The suspected White House correspondents’ dinner shooter was a highly educated private tutor who was reportedly not on the FBI’s radar.
While the Trump administration has sought to characterise Cole Tomas Allen, 31, as “anti-Christian”, his college classmates remember him as a “mellow” believer, former Intercept reporter Ken Klippenstein has revealed.
On Sunday, Trump told FOX News that Allen “had a lot of hatred in his heart for a while,” calling him “strongly anti-Christian”.
But in a manifesto shared with family members before the attack – published in full by the New York Post – Allen dubs himself the “Friendly Federal Assassin” and clearly identifies himself as a Christian.

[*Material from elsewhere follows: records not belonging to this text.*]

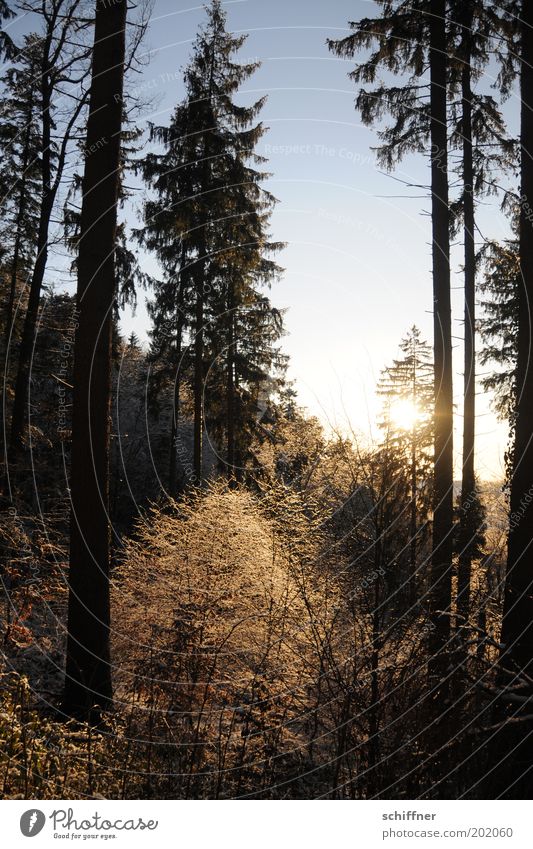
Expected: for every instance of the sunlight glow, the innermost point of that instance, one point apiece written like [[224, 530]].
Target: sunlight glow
[[405, 414]]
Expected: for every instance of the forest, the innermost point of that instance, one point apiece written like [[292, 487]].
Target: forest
[[209, 592]]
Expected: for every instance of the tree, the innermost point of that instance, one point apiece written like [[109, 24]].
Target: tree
[[410, 37], [62, 73], [20, 179], [7, 47], [88, 669], [208, 225], [478, 132], [407, 389], [517, 626]]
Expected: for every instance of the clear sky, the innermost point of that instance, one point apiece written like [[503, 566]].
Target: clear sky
[[358, 257]]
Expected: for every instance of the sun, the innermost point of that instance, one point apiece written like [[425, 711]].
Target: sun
[[405, 414]]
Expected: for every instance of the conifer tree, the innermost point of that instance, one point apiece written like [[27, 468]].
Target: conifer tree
[[63, 58], [88, 682], [20, 172], [407, 389], [208, 225]]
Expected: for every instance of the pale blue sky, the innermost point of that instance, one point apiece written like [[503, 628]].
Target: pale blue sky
[[358, 252]]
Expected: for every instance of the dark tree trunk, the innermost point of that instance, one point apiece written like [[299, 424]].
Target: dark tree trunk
[[514, 750], [172, 472], [230, 388], [468, 482], [88, 673], [441, 563], [22, 382], [199, 382], [19, 223]]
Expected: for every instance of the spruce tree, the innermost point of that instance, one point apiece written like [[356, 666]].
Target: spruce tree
[[407, 390], [20, 174], [88, 682], [63, 58], [208, 224]]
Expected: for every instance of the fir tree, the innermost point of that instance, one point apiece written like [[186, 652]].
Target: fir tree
[[208, 225]]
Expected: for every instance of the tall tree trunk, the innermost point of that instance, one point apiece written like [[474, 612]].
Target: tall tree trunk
[[514, 751], [199, 380], [441, 563], [230, 388], [22, 382], [468, 482], [172, 472], [19, 223], [88, 672]]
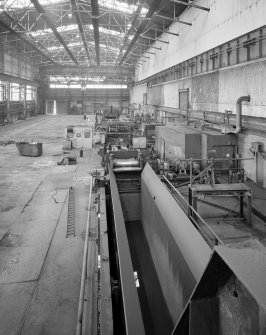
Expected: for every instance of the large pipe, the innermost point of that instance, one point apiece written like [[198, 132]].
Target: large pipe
[[126, 163], [239, 112]]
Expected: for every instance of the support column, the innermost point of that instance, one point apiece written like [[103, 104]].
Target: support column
[[24, 101]]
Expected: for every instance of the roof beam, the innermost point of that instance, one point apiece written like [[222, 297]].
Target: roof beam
[[75, 8], [130, 31], [173, 19], [153, 8], [161, 31], [25, 40], [46, 18], [95, 23], [154, 39], [189, 4]]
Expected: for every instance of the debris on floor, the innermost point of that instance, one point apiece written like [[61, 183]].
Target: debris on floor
[[5, 143], [31, 149], [67, 161]]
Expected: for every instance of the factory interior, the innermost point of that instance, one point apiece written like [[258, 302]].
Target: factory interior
[[133, 167]]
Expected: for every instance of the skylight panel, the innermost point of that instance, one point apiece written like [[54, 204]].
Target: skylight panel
[[120, 6], [60, 47], [47, 31], [18, 4]]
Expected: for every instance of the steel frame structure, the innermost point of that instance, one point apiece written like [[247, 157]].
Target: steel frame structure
[[85, 32]]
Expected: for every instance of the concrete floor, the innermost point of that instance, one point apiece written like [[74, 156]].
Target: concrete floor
[[40, 268]]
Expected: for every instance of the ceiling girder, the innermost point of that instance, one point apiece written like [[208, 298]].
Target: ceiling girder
[[173, 19], [25, 40], [46, 18], [75, 8], [95, 23], [189, 4], [130, 31], [153, 8]]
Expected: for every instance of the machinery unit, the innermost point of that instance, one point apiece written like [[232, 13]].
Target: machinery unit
[[163, 269], [80, 136], [177, 142]]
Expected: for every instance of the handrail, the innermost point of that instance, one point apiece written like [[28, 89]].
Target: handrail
[[84, 266], [190, 208]]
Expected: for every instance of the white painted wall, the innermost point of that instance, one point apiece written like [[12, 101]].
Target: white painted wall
[[226, 20]]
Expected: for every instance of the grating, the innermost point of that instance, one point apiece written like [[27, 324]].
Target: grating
[[71, 213]]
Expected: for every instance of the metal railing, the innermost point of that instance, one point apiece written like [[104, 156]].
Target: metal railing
[[84, 273], [208, 234]]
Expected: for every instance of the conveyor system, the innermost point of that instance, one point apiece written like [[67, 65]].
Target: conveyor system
[[165, 277]]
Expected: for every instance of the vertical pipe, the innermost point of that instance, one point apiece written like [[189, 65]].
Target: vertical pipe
[[8, 111], [239, 112], [25, 102]]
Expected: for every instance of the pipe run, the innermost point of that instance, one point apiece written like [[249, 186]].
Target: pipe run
[[239, 112]]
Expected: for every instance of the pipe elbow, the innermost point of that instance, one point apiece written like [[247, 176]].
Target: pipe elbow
[[239, 112], [243, 98]]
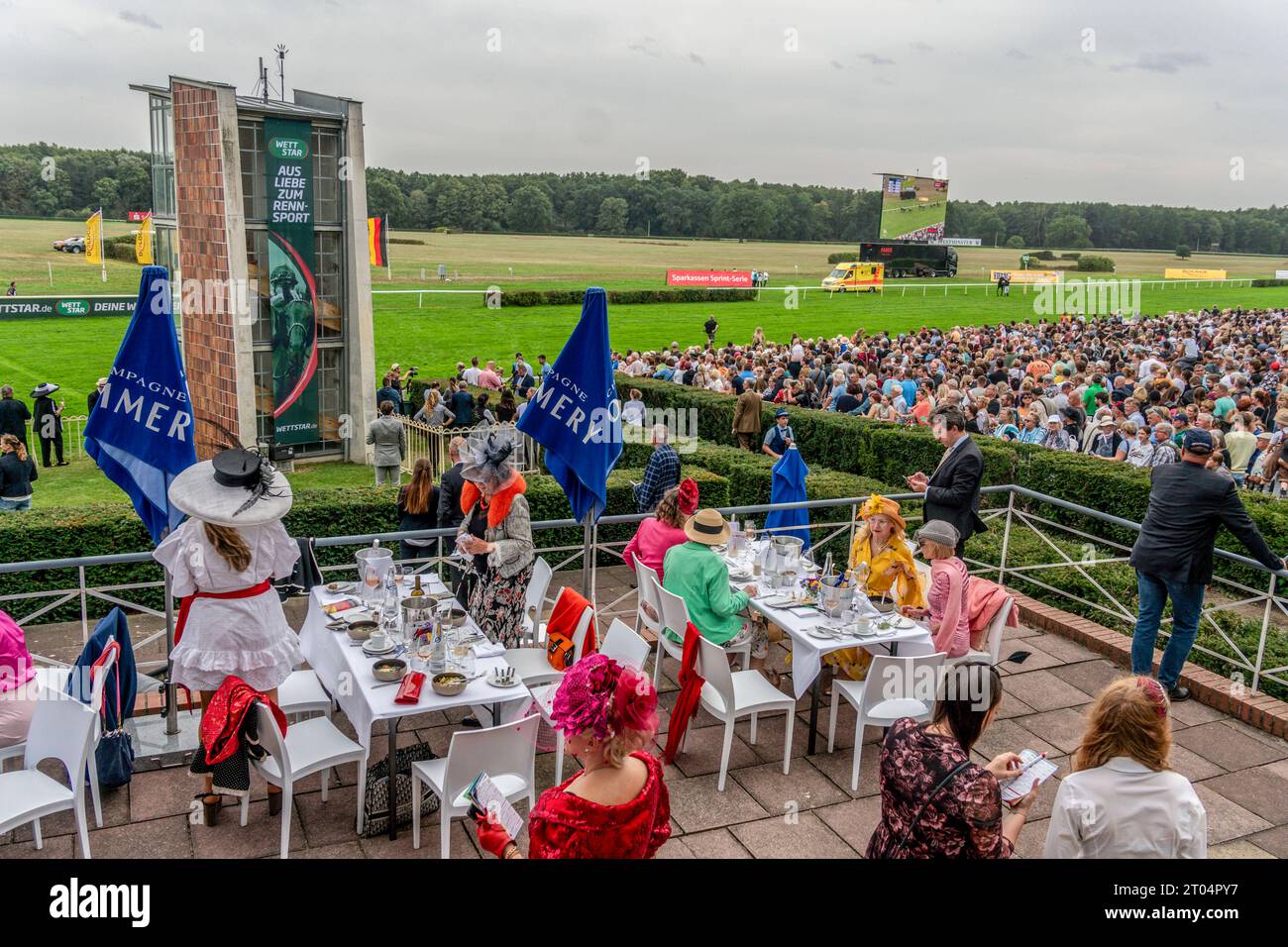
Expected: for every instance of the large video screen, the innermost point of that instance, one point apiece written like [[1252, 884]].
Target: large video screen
[[913, 208]]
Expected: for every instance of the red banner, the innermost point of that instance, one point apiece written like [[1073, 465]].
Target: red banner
[[715, 278]]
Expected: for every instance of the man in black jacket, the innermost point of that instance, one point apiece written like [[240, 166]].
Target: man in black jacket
[[1173, 554], [450, 513], [952, 489]]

The manifesto uses his religious faith and his animosity towards President Trump – whom he refers to as “a pedophile, rapist, and traitor,” but does not name directly – to justify his actions.

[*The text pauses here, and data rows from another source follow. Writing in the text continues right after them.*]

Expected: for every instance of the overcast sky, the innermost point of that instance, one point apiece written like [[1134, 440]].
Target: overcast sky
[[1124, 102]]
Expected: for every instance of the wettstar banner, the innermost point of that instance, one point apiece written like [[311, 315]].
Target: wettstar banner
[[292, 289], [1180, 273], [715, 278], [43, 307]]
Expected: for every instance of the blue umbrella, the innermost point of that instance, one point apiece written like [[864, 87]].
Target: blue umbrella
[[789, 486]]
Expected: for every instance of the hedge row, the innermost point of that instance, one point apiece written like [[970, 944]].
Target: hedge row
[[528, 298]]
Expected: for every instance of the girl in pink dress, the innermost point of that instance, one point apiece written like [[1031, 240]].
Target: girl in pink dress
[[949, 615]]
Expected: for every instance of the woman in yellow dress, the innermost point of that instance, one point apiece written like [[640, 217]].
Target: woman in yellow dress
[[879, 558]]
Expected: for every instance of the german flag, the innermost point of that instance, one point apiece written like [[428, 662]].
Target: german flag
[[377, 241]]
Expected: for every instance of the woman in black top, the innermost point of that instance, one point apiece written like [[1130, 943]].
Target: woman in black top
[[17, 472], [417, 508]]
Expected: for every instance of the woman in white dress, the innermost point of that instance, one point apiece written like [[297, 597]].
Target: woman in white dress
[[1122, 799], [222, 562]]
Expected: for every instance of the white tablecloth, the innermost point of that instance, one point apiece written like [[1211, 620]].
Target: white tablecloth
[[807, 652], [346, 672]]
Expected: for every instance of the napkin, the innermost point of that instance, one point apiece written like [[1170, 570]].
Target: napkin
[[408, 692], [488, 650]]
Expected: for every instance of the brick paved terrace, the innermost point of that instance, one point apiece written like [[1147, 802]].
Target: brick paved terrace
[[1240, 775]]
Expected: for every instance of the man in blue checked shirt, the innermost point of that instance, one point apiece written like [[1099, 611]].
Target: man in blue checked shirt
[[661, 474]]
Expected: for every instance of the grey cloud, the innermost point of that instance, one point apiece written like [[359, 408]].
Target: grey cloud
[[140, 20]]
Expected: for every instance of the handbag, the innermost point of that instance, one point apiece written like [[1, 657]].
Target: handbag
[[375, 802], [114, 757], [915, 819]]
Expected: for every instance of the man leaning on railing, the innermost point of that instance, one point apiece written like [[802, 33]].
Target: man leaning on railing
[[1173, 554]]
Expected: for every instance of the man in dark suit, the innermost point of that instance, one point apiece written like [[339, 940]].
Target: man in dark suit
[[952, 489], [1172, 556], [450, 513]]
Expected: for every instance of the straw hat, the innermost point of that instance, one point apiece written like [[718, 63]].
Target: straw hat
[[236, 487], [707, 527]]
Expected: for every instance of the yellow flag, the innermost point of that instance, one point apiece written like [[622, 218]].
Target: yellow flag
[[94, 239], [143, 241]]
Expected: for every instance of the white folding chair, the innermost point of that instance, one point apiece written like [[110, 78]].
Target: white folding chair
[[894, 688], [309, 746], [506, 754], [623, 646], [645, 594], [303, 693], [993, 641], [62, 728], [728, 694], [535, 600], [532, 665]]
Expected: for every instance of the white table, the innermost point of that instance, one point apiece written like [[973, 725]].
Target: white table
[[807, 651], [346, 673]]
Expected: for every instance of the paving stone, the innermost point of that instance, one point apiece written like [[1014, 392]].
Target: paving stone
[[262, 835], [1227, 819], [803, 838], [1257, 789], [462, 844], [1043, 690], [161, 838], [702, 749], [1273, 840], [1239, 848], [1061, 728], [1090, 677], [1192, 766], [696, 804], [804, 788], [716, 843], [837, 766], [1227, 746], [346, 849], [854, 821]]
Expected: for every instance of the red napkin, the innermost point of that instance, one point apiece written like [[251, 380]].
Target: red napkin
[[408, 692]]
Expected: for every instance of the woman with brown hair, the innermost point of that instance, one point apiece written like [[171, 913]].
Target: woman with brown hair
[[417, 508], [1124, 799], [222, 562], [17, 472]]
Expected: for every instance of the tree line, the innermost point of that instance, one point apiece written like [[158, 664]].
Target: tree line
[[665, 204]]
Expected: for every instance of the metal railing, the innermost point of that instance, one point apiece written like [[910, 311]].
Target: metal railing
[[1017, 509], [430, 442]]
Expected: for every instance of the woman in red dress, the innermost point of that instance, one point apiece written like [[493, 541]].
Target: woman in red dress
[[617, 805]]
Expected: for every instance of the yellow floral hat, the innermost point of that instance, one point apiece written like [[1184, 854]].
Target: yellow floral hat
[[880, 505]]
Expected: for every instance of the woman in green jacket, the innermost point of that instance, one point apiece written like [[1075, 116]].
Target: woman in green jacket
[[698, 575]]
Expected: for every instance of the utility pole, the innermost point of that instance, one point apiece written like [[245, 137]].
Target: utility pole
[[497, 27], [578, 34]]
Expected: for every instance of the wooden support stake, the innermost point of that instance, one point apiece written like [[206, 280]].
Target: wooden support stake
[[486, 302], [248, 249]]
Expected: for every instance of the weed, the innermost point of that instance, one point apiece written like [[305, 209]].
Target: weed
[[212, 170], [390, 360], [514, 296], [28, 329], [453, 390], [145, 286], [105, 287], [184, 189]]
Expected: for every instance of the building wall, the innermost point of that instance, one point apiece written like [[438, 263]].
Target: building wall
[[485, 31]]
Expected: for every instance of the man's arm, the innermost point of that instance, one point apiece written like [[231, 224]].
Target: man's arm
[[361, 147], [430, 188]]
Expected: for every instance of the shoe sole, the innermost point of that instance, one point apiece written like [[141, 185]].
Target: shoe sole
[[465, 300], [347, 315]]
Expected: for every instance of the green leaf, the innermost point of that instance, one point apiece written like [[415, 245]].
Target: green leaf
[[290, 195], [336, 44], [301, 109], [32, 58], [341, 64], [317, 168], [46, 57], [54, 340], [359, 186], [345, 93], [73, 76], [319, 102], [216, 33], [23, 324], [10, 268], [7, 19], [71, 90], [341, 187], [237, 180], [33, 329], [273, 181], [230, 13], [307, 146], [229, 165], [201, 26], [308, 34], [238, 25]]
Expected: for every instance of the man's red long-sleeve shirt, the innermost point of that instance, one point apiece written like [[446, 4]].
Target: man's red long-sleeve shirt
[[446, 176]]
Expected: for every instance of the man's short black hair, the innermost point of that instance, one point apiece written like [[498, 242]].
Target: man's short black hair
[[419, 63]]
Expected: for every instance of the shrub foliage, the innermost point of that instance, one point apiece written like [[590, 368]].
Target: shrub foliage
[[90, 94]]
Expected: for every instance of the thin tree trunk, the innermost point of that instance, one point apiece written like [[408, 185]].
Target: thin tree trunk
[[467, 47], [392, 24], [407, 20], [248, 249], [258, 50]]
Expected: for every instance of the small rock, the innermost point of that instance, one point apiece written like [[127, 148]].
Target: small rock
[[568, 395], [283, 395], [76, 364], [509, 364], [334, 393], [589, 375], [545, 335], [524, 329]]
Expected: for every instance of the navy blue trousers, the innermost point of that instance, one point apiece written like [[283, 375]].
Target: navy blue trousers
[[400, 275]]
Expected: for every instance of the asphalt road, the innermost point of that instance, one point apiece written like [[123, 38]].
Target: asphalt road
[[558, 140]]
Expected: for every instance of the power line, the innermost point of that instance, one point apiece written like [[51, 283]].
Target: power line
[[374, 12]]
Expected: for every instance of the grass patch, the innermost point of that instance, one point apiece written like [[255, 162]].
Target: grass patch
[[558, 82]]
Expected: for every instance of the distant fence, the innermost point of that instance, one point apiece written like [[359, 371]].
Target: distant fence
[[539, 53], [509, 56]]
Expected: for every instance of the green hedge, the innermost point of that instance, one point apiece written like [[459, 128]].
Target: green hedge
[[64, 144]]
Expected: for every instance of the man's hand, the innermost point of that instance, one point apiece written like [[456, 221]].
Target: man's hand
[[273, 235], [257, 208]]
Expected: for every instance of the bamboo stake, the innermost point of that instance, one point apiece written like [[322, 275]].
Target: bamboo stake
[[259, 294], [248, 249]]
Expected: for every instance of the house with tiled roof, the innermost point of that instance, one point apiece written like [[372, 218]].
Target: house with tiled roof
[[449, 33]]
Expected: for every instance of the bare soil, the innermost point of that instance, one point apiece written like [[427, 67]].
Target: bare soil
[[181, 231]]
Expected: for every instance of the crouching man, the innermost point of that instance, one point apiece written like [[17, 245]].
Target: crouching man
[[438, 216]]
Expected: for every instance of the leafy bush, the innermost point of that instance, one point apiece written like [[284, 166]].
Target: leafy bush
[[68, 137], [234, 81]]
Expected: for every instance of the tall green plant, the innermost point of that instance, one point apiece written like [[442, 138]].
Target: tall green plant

“Turning the other cheek when someone else is oppressed is not Christian behavior; it is complicity in the oppressor’s crimes,” he wrote.

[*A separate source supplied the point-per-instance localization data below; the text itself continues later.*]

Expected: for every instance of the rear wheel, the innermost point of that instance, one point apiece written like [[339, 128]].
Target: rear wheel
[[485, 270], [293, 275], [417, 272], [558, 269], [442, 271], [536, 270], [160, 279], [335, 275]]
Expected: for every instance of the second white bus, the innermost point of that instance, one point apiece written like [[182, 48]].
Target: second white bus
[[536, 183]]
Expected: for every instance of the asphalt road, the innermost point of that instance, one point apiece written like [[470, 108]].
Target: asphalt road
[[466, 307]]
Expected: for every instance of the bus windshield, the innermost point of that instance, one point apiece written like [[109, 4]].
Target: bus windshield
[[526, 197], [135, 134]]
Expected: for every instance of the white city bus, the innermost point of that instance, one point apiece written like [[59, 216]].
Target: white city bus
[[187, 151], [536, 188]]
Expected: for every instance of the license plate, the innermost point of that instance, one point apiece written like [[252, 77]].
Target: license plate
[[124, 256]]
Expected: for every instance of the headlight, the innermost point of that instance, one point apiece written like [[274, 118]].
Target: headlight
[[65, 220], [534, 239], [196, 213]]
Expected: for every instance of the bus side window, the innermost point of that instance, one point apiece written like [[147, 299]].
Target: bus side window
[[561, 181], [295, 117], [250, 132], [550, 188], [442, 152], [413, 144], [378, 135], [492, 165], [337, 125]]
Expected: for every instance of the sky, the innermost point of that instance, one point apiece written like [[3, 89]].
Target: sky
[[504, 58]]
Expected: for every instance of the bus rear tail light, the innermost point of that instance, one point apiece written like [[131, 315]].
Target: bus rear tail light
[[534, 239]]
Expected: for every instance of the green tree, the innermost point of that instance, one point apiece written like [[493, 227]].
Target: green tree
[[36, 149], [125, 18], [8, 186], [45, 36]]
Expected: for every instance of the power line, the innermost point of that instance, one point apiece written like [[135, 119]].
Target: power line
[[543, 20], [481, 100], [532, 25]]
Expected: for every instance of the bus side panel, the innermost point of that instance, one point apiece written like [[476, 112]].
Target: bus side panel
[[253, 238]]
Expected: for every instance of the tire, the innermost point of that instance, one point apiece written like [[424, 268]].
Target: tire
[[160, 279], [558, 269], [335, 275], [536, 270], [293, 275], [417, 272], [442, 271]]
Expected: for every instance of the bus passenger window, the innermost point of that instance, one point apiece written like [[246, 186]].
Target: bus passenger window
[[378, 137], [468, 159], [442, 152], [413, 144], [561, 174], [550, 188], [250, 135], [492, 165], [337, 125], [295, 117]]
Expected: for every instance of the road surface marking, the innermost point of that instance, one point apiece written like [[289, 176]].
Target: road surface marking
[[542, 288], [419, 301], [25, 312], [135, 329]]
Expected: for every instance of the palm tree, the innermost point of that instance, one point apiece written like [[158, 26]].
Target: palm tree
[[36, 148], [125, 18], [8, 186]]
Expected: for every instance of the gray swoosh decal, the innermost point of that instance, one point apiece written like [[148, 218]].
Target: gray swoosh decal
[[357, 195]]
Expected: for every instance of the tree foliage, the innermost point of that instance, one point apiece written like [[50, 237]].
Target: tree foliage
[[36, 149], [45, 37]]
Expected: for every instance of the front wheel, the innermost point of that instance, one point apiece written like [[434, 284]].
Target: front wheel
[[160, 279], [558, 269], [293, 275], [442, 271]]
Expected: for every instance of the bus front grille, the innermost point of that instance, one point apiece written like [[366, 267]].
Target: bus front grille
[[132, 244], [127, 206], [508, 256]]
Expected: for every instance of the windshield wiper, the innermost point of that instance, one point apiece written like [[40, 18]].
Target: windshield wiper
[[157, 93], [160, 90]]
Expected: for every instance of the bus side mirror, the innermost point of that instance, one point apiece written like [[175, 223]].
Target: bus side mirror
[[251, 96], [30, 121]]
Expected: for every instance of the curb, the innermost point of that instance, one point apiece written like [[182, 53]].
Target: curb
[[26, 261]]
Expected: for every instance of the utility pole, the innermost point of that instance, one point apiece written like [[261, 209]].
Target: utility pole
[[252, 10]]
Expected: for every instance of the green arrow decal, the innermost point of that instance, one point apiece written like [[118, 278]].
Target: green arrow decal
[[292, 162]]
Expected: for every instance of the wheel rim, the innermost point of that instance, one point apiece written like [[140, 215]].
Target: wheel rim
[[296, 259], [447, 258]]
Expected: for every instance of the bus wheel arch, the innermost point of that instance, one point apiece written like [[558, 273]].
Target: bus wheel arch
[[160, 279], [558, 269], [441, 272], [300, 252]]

Allen graduated in 2017 from the California Institute of Technology (Caltech) with a degree in mechanical engineering, according to his resume.
A keen video game designer, Allen was also active in the Christian Fellowship during his time at Caltech.
“If I didn’t see his face eating carpet, I would’ve never believed it,” a former classmate told Klippenstein, who reported the story on Substack.
He then went on to work at IJK Controls LLC, a California firm that specialises in the stabilisation and tracking of cameras, sensors and antennas – including those used in drones, satellites and military targeting systems.
At the time of the attack, Allen was working as a private tutor at a firm providing admissions counselling and test preparation services to aspiring college students, AP reported.
Tom Midlane is a freelance journalist.